Peggy has been surveyed three times, first by P.J. Oke in 1935 of the Society for Nautical Research (drawings now residing at the National Maritime Museum in Greenwich, London), then by Richard Cowley of Kirk Michael, Isle of Man, and most recently in 1968 by D. K. Jones at the behest of Manx National Heritage. Basil Greenhill, then Director of the National Maritime Museum, took a keen interest in her around this time. Peggy is now recognized as a vessel of international significance, which is reflected in her citation on the UK National Historic Ships Register (National Historic Fleet). Her well-documented provenance, her fine state of relative preservation, her historic location and her design all contribute to this.

== Conservation ==
Upon the death of Emily Quayle in 1935, Peggy and, in due course, George Quayle's boathouse, were bequeathed to the Manx nation. In 1950, with help from the Carnegie Trust, the Manx Museum and National Trust (as was) undertook minor restoration of the boat and boathouse and opened the site to visitors. Peggy had been resting on her starboard side against the damp ground for 150 years. Her keel, rudder and two of her lowest strakes were replaced (the original keel remains on display in the boathouse). She was then painted inside and out. Aside from at least one more repaint in the intervening years, no further work on Peggy has been done.

Peggy is remarkably well-preserved. Recent surveys indicate that all her original paint layers are intact and that well over 95% of her timbers and fixings date from the 18th century.
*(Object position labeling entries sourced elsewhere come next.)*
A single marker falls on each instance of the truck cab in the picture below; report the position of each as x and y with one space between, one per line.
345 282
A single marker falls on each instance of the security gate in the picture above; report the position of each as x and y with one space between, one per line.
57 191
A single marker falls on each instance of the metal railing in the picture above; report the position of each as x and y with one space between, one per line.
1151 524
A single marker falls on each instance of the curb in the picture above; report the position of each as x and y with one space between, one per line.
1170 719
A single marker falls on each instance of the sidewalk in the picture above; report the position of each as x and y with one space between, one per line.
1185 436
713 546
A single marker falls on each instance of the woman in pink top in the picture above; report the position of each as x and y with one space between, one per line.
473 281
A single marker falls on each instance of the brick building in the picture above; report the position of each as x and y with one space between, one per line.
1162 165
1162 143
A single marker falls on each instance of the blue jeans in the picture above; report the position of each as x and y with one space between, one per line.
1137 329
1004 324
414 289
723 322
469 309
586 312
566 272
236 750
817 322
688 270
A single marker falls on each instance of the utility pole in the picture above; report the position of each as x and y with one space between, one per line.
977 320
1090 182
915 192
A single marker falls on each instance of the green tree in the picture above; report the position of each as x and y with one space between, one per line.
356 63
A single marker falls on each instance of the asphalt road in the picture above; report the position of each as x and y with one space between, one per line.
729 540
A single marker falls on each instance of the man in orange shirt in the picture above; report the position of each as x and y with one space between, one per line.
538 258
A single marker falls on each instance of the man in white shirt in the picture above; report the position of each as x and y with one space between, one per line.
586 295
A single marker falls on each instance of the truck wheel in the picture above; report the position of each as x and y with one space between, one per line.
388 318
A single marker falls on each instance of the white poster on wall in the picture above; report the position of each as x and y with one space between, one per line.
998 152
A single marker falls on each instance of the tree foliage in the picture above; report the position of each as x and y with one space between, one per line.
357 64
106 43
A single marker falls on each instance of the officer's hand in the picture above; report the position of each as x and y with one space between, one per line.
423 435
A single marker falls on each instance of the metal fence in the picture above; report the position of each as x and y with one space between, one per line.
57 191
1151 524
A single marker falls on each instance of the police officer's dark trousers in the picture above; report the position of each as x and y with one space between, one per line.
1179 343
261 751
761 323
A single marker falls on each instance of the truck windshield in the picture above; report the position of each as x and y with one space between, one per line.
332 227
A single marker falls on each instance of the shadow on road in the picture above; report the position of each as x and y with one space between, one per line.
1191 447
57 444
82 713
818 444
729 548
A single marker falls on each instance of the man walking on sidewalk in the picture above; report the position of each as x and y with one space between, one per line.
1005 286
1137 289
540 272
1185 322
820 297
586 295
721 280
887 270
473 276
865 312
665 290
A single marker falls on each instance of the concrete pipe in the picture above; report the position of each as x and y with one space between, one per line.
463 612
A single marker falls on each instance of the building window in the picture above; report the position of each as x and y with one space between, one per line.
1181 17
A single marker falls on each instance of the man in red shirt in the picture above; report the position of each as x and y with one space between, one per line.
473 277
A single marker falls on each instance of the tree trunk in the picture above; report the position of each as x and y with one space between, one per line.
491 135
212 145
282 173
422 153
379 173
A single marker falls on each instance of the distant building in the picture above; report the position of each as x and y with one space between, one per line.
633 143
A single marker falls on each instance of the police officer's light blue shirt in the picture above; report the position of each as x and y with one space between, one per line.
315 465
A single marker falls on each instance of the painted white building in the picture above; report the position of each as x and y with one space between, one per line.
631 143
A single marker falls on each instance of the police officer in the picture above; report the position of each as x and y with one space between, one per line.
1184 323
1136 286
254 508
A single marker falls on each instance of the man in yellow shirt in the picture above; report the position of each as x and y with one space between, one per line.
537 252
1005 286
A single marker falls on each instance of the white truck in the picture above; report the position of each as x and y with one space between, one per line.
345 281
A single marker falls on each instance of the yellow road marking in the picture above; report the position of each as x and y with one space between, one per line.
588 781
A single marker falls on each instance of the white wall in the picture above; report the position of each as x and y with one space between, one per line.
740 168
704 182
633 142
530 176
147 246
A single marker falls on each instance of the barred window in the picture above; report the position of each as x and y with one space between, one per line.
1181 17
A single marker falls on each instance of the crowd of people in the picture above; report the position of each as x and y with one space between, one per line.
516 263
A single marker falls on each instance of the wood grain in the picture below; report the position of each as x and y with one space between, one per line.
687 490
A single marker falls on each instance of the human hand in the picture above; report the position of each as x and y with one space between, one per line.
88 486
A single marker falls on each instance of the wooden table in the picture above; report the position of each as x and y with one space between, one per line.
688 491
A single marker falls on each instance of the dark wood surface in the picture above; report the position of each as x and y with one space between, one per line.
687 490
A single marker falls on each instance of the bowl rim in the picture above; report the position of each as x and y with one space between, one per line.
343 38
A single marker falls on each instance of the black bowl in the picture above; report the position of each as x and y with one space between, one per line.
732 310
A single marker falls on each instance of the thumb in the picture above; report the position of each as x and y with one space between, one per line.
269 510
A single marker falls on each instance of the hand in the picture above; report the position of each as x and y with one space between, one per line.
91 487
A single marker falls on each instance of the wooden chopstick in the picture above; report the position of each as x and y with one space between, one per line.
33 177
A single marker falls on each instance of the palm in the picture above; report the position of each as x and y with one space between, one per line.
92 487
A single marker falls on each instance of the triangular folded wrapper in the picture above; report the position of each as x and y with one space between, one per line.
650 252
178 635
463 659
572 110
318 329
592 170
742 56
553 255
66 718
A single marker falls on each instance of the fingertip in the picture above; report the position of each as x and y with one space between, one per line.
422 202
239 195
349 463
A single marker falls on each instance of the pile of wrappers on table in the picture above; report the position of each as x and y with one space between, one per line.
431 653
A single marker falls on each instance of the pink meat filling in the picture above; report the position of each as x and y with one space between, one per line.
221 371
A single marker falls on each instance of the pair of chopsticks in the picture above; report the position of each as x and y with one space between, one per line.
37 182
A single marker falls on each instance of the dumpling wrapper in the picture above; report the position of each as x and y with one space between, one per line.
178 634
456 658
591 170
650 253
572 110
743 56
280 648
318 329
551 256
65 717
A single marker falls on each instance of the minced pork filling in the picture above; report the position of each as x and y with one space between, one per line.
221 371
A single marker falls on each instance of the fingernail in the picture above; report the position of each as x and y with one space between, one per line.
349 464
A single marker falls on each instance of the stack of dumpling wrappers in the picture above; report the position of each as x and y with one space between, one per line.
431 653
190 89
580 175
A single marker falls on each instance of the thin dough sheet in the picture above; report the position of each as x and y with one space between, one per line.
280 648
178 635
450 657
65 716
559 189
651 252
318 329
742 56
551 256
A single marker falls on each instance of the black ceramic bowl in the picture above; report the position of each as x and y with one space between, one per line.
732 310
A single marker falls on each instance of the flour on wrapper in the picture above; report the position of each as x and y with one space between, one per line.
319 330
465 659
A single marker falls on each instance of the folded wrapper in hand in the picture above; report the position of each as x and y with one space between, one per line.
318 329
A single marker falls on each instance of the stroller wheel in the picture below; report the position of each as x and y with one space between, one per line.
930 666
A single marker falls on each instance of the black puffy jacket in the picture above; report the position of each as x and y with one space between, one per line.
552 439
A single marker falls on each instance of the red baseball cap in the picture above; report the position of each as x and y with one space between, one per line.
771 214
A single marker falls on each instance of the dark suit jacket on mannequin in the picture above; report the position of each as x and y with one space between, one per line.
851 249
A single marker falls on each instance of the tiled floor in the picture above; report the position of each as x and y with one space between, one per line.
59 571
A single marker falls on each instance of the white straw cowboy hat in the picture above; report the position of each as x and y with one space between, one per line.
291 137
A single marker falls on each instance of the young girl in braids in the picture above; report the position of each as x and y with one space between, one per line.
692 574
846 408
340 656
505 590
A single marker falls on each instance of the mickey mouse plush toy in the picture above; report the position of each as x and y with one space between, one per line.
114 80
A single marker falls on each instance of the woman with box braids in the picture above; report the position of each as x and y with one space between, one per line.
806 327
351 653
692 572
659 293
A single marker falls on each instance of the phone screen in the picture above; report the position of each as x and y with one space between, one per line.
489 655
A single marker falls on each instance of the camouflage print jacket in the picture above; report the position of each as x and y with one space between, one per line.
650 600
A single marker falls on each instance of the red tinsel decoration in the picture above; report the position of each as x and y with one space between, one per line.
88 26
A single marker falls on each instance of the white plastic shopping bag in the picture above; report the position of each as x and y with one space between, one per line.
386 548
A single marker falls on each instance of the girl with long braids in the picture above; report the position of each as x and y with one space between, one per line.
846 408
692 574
Nonetheless, the damp conditions in the boathouse, which is subject to tidal flooding, have taken their toll. She is entirely constructed by means of iron fixings and most of her hull nails are completely mineralised (rusted). She shows signs of hogging and sagging, and is slightly deformed by the rudimentary props and frames with which, until 2013, she was supported. Her decorative paintwork is fragile and flaking.

Manx National Heritage has embarked upon a programme of conservation aimed at the stabilisation and long-term preservation of Peggy. The first step (2013) was the replacement of the props and frames with a new cradle designed with the aid of a laser survey of the hull. During 2015 the boat was removed from the boathouse, for the first time in two hundred years, for stabilisation, study, and conservation. In due course Peggy will be returned to her home in Castletown.